Ricky: Ich glaube wir sind gute Vorbilder, weil wir hart arbeiten. Wir sind eine der am härtesten arbeitenden Bands in dieser alternativen Poprock-Welt. Ich denke, wir arbeiten nur so viel, weil es so viel Spaß macht. In dem Sinne sind wir Vorbilder. Wenn du wirklich etwas zu machen liebst, dann mach es! Und bleib auch dabei!

Ich habe einige Interviews von euch gelesen, und mir ist aufgefallen, dass es fast keine privaten Fragen gibt.

Ricky: Ja, wir haben uns nie in den Vordergrund gestellt, so wie es Celebritys machen. Wir haben einige Celebritys in England, aber wir gehören nicht dazu. Diese Art, Platten zu verkaufen, ist nichts für uns: unsere dreckige Unterwäsche in der Öffentlichkeit zeigen. Das hilft vielen Leuten. Aber andererseits: Je mehr du das machst, desto schneller ist es vorbei.

Es gibt in diesen Magazinen so Spalten, da stehen die Leute drin mit Pfeilen nach oben und unten. Und das Schlimmste, was dir passieren kann, ist, dass du ganz oben stehst. Wenn du ganz oben stehst, stehst du nächstes Jahr wieder ganz unten. Es geht nur um Mode. Und Mode ist sehr scheiße. Wir versuchen, das Beste zu sein, was wir können. Ohne irgendwelche Celebrity-Wellen zu reiten. Manchmal gehen wir auf Partys, aber das ist selten.

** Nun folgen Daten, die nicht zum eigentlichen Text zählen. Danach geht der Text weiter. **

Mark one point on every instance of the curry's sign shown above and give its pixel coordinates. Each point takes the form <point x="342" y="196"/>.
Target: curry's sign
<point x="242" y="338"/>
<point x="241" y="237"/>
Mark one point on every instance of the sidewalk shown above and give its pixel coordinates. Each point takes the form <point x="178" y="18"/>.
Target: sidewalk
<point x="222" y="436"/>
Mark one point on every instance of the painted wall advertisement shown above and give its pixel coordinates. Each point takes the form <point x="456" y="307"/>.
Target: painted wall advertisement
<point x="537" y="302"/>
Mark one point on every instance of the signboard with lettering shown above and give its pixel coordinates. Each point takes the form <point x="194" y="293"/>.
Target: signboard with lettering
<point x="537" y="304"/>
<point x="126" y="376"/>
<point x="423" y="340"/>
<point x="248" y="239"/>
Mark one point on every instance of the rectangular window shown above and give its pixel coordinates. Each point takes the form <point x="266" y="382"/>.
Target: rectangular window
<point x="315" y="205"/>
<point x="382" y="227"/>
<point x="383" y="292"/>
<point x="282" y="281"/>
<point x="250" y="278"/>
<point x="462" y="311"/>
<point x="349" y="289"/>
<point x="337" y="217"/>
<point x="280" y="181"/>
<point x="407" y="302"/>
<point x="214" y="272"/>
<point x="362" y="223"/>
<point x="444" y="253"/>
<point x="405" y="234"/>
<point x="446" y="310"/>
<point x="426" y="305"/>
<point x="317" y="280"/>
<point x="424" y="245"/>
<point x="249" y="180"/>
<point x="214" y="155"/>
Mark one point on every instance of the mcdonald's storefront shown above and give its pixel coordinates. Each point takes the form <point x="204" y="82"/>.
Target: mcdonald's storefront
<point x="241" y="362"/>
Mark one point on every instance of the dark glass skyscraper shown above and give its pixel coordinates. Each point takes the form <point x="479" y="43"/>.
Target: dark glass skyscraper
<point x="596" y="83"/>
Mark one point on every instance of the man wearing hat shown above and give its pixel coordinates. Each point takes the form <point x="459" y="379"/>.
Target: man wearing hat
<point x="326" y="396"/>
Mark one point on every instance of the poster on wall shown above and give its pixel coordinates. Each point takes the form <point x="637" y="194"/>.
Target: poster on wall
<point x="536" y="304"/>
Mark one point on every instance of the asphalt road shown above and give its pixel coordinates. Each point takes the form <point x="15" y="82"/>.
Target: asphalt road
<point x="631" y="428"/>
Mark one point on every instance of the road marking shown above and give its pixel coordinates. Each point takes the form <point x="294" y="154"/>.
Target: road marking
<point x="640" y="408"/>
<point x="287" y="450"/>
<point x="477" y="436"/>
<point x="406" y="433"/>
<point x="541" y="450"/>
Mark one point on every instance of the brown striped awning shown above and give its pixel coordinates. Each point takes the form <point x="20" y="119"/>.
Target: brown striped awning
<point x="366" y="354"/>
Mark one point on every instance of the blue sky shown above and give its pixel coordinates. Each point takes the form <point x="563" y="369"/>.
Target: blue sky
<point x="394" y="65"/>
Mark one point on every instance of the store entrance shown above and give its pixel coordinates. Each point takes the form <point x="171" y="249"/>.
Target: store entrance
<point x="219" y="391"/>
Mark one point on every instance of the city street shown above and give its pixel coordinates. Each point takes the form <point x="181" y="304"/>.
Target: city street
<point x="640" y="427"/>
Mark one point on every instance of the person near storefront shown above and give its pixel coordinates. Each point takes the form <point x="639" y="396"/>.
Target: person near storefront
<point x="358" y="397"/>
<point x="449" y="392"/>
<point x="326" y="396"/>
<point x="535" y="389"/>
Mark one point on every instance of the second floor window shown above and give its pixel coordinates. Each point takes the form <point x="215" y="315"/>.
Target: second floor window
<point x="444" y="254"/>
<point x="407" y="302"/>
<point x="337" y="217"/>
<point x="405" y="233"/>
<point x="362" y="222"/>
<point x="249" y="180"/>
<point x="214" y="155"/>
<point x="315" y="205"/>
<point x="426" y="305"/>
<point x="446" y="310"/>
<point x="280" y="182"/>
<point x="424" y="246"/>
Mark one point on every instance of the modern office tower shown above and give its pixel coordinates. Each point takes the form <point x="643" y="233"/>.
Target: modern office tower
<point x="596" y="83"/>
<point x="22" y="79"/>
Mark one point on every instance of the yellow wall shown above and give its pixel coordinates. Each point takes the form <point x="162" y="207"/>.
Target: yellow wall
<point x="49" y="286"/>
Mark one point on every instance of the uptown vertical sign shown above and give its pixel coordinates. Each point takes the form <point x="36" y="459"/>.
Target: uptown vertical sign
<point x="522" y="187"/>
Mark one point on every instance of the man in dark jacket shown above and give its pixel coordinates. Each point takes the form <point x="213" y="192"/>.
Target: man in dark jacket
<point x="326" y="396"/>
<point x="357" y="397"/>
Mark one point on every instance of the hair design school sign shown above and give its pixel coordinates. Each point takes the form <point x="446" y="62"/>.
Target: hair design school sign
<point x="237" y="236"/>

Jeder kennt Doherty, aber nicht jeder kennt die Babyshambles. Andererseits kennt jeder die Kaiser Chiefs, aber kaum einer kennt Ricky oder Simon ...

Simon: Es ist besser, wenn die Leute deine Musik kennen. Das einzige, warum sie sich für dein Privatleben interessieren, ist, wenn du eine berühmte Freundin oder einen Freund hast.

Ricky: Ich habe beides, eine berühmte Freundin und einen Freund. (lacht) Wir hängen nicht mit vielen Leuten rum, mal abgesehen von Mark …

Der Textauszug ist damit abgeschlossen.